Here, then, are some of the areas where managing a portfolio of several buy to let properties may achieve economies of scale and valuable savings – compared to your owning just one property:
Repairs and maintenance
- you are likely to have better leverage and enjoy greater success in negotiating competitively priced repairs and maintenance contracts if providers know there is more than a single property involved;
Letting agency fees
- similar economies may be made if you are offering a letting agency responsibility for a whole portfolio of properties rather than just the one;
- discounted rates on property portfolio insurance are offered by the insurers with whom we deal here at UKinsurancenet;
- as we point out in our knowledge base, there is not only the opportunity to save money on landlord insurance for the whole of the portfolio, but it also saves you valuable time and effort – and, therefore, more money – if you no longer have to monitor the renewal dates for a range of different properties, but keep them all under the same umbrella insurance.
Buy to let mortgages
- if you are already have a mortgage on one property and are therefore actively demonstrating your ability to make the repayments when they fall due, you may be in a stronger position for securing and for negotiating a more favourable rate of interest on an additional mortgage to expand the portfolio of an evidently successful buy to let business;
- but you might also want to be aware of a press release dated the 29th September 2016 in which the Bank of England announced new, stricter rules on the granting of buy to let mortgages, especially those for “portfolio landlords” – those who own four or more properties
- the changes are intended to make lenders take greater effort to “stress test” mortgages granted – in other words, to look at their affordability more strenuously – and this involves landlords owning more than four properties needing to disclose the revenue and expenses of each property when applying for an additional mortgage;
- according to a report in the Financial Times newspaper on the 29th of September 2016, applicants for buy to let mortgages will need to demonstrate that the anticipated ratio of rental income to mortgage repayments on the property – the interest coverage ratio (ICR) is no less than 125%;
- some of the new rules came into effect from the 1st of January 2017 and the remainder on the 30th September of 2017.

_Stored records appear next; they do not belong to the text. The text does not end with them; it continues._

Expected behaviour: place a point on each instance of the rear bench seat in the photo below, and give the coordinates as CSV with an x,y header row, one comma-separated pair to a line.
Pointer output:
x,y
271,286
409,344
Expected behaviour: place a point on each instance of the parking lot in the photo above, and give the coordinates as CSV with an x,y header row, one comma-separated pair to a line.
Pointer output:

Expanding your property portfolio
Whether or not to expand your property portfolio remains an essentially business decision. This, in turn, depends on the particular properties you choose to expand your portfolio. Care needs to be taken in the selection of suitable properties and in those areas of the country where rental property values seem set to be increasing. Your choice of suitable properties, in other words, is as critical as ever.
The decision needs to take account not only of the potential economies of scale in owning multiple buy to let properties, but also the implications with respect to any mortgage application you may need to make – in future, the business case for any additional mortgage is going to be examined so much more carefully and rigorously under the Bank of England’s new rules.